DWAC shareholders may be hesitant about his plan to take over the company from the former chairman, TMTG Public. Reputational risk, perhaps? Anyway, the meeting to finalize the merger has been postponed, although media pundits believe it is done. The DWAC will now have another meeting of shareholders on October 10 to allow voting to continue.

The meeting when it happens will decide the fate of a $1.3bn (£1.13bn) cash injection from DWAC’s public offering and potential listing of TMTG on the stock exchange.

The deal has been clouded by controversy amid civil and criminal lawsuits surrounding the deals, as well as Trump’s own scandals.

Last month, FBI agents searched Trump’s Mar-a-Lago estate in Palm Beach, Florida. The search was part of a larger investigation into Trump’s unlawful removal and destruction of White House records after his presidency. As a result, the politician and businessman faces a series of investigations and lawsuits.

Could the deal still happen?

Despite these issues, experts believe the deal will go ahead and Trump will ultimately triumph.

Senior Strategist Matthew Kennedy, who works for Renaissance Capital, a provider of pre-IPO research and IPO-focused ETFs (IPOs), told

“Ongoing investigations by the Department of Justice (DOJ) and the SEC make it impossible to know if the merger will take place. I expect it will: it would take serious wrongdoing or misrepresentation to cancel the merger agreement.

“If the regulator terminates the deal or forces it to do so via indefinite deadlines, the stock would be worth just over $10, because the confidence is returned to shareholders,” Kennedy added.

Kennedy pointed out that since the deal was announced last year, DWAC traded like a meme stock.

DWAC facing liquidation

“SPAC trading has been mostly disconnected from its fundamentals. But fundamentally, buying a pre-revenue media company with a multi-billion dollar valuation comes with a lot of risk,” Kennedy said.

Without shareholder support, DWAC could face liquidation and is expected to return all the money it raised in its September 2021 initial public offering (IPO), according to Reuters.

“We are working diligently to record all of the votes that continue to come in from our shareholders and our adjournment of this meeting to allow shareholders more time to vote,” he added. DWAC CEO Patrick Orlando said.

Renaissance Capital (IPO) stock price chart

DWAC CEO urges yes to merger

DWAC announced this month that ARC Global Investments II, an Orlando-controlled group, launched a three-month integrated extension by depositing $2.8 million into DWAC’s trust account.
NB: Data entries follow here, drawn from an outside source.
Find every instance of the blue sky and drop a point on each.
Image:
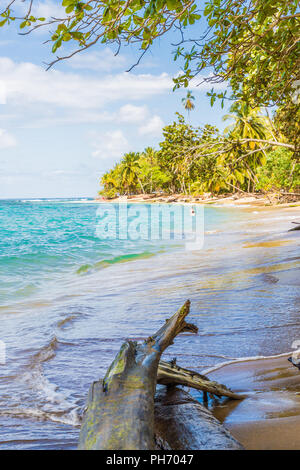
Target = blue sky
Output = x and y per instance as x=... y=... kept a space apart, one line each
x=61 y=129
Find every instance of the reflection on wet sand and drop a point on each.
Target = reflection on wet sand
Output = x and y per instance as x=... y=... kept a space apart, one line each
x=269 y=418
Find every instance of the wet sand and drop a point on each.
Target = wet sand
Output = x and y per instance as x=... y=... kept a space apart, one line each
x=269 y=418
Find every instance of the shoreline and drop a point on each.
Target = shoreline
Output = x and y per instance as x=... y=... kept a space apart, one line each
x=231 y=200
x=269 y=417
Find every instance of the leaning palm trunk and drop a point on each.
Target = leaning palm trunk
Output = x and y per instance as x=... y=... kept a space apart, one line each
x=120 y=413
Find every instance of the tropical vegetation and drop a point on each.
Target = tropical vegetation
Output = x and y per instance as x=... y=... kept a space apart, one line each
x=251 y=155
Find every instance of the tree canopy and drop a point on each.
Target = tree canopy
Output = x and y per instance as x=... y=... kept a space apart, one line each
x=197 y=160
x=251 y=44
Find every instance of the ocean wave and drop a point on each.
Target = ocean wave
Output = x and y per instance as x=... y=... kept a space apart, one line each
x=243 y=359
x=71 y=417
x=86 y=268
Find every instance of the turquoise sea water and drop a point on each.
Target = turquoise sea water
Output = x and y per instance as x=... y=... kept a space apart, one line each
x=69 y=298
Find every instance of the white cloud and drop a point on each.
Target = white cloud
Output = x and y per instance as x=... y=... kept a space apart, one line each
x=132 y=114
x=45 y=8
x=27 y=83
x=109 y=145
x=6 y=139
x=104 y=61
x=152 y=127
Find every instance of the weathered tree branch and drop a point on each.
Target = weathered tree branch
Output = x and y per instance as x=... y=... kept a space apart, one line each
x=120 y=413
x=182 y=423
x=172 y=374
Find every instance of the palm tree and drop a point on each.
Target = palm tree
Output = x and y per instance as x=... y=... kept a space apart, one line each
x=150 y=154
x=188 y=102
x=248 y=123
x=130 y=170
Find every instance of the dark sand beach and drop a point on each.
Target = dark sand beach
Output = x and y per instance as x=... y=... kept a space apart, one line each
x=269 y=418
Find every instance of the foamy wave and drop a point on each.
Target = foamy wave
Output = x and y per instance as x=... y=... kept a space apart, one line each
x=71 y=417
x=243 y=359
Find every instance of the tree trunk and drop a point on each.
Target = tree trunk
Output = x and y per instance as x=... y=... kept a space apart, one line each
x=171 y=374
x=120 y=413
x=182 y=423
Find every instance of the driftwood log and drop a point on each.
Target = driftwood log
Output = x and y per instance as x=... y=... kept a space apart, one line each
x=120 y=409
x=171 y=374
x=182 y=423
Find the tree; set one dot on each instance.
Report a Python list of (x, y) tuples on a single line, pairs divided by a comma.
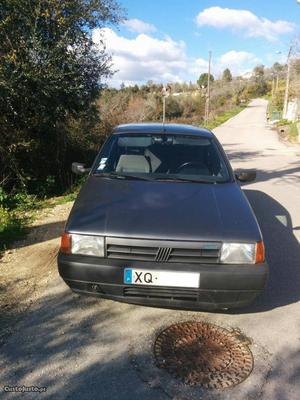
[(203, 80), (227, 76), (51, 74)]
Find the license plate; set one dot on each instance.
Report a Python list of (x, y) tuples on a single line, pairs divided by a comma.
[(161, 278)]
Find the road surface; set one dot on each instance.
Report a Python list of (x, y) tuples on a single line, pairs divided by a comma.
[(85, 348)]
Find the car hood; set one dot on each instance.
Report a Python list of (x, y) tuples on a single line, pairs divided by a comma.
[(164, 210)]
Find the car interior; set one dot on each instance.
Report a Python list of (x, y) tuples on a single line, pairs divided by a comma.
[(147, 155)]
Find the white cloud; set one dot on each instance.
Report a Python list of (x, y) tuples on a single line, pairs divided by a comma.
[(238, 61), (146, 58), (138, 26), (245, 21)]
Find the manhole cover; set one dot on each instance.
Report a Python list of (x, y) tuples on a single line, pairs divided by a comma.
[(203, 354)]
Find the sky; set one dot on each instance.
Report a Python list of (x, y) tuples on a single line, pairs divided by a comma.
[(169, 40)]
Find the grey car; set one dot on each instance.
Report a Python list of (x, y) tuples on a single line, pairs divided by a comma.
[(161, 220)]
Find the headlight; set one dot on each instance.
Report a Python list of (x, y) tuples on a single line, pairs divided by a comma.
[(82, 244), (238, 253)]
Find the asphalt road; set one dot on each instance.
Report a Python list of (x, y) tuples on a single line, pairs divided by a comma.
[(85, 348)]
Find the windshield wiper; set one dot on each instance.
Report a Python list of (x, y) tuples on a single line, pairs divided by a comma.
[(114, 175), (177, 178)]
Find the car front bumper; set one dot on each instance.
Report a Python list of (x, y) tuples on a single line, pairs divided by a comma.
[(222, 286)]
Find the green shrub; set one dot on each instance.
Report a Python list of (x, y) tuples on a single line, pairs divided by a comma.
[(11, 227)]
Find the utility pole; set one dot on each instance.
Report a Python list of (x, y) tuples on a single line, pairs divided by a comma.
[(207, 103), (165, 93), (287, 84)]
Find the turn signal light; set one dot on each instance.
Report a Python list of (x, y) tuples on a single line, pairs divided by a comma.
[(65, 244), (260, 253)]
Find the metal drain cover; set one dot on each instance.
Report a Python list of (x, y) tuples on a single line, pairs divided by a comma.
[(203, 354)]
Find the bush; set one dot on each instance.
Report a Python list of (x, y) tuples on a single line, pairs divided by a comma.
[(11, 227)]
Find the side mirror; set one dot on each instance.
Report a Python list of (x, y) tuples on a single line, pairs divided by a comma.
[(245, 176), (79, 169)]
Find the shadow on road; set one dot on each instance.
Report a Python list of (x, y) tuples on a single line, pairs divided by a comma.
[(282, 250)]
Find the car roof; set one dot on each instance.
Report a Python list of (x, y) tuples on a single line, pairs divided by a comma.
[(176, 129)]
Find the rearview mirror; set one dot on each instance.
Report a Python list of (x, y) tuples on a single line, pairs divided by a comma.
[(245, 175), (79, 169)]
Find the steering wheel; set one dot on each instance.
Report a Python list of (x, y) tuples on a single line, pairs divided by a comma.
[(189, 164)]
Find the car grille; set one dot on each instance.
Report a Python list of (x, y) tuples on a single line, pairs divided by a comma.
[(163, 251), (162, 293)]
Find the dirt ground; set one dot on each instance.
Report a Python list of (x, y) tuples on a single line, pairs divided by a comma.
[(28, 266)]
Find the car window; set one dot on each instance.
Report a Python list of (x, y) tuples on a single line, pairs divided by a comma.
[(163, 156)]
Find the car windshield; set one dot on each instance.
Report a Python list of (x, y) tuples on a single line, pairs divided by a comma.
[(162, 157)]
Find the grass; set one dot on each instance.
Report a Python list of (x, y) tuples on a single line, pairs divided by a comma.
[(220, 119), (18, 211)]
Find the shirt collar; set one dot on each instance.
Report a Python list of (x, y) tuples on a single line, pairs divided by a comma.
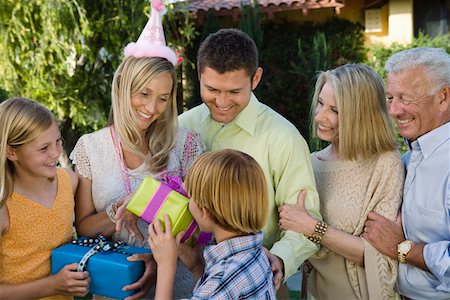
[(245, 119), (230, 247), (433, 139)]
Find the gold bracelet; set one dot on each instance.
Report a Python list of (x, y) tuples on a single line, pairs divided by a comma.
[(110, 213), (319, 232)]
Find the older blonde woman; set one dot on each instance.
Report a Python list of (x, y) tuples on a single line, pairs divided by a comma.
[(360, 171)]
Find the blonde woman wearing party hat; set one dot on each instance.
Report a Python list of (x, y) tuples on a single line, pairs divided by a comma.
[(141, 139)]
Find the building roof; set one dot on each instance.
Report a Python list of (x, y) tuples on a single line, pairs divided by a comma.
[(231, 7)]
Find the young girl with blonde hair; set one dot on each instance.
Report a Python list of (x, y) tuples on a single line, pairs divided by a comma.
[(36, 205)]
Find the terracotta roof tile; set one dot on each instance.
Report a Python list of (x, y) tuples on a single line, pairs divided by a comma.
[(205, 5)]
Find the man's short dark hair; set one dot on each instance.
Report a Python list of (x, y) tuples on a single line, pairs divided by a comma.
[(228, 50)]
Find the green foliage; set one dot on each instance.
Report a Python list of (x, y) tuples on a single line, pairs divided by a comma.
[(3, 95), (294, 56), (250, 22), (64, 53), (379, 54), (319, 59)]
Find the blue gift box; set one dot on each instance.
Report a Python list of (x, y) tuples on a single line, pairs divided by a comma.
[(109, 271)]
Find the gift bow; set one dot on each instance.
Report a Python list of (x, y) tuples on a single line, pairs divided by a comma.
[(176, 184)]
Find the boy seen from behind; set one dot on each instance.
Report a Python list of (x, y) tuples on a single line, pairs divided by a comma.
[(229, 198)]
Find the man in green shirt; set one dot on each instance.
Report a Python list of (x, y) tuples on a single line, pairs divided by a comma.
[(232, 117)]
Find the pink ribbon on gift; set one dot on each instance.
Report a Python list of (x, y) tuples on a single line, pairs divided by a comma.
[(156, 203), (172, 183), (175, 183)]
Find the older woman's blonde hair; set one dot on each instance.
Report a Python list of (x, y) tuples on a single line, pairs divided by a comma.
[(365, 129), (21, 121), (231, 186), (131, 78)]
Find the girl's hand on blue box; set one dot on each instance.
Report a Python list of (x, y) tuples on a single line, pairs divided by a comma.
[(70, 282), (147, 280)]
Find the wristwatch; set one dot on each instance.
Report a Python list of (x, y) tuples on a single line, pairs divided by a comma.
[(403, 249)]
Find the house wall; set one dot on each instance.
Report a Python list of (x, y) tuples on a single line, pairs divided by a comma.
[(395, 19), (394, 24)]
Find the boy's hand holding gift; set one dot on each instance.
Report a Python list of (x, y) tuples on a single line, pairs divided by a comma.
[(165, 251)]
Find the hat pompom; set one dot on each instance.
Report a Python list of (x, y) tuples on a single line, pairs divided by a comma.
[(151, 42)]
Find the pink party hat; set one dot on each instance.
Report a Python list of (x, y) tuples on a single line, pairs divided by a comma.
[(151, 42)]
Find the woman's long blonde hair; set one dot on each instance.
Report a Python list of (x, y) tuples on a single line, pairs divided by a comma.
[(133, 76), (365, 129), (21, 121)]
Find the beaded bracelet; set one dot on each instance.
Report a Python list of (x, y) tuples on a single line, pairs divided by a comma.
[(319, 231)]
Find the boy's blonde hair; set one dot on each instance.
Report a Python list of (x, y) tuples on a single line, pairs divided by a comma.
[(365, 129), (21, 121), (131, 78), (231, 186)]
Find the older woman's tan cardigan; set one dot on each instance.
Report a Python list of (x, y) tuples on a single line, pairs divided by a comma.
[(348, 191)]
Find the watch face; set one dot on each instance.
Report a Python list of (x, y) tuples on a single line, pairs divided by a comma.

The filing, which is equivalent to 10 cents per share, pushes the merger deadline to Dec. 8. In its statement, DWAC rallied investors to vote in favor of the one-year extension.

Orlando said, “We are very pleased to announce that our sponsor has contributed an additional $2.875 million in funds to the Trust Fund for the benefit of shareholders of Digital World Acquisition Corp. These funds not only provide for an initial three-month extension which gives give us more time to advance our business combination efforts.”

“In order to get as many votes counted as possible from our valued shareholders, we are adjourning our meeting to Columbus Day 2022, which falls on Monday, October 10.e This year. We remind all shareholders to vote and urge shareholders to vote “FOR” the one-year extension, which we believe will put Digital World in the best position for our valued shareholders. We are ultimately looking at the option of extending up to 12 months to allow Digital World sufficient time to complete a business combination that our management and board believe will be the most additive to shareholder value.”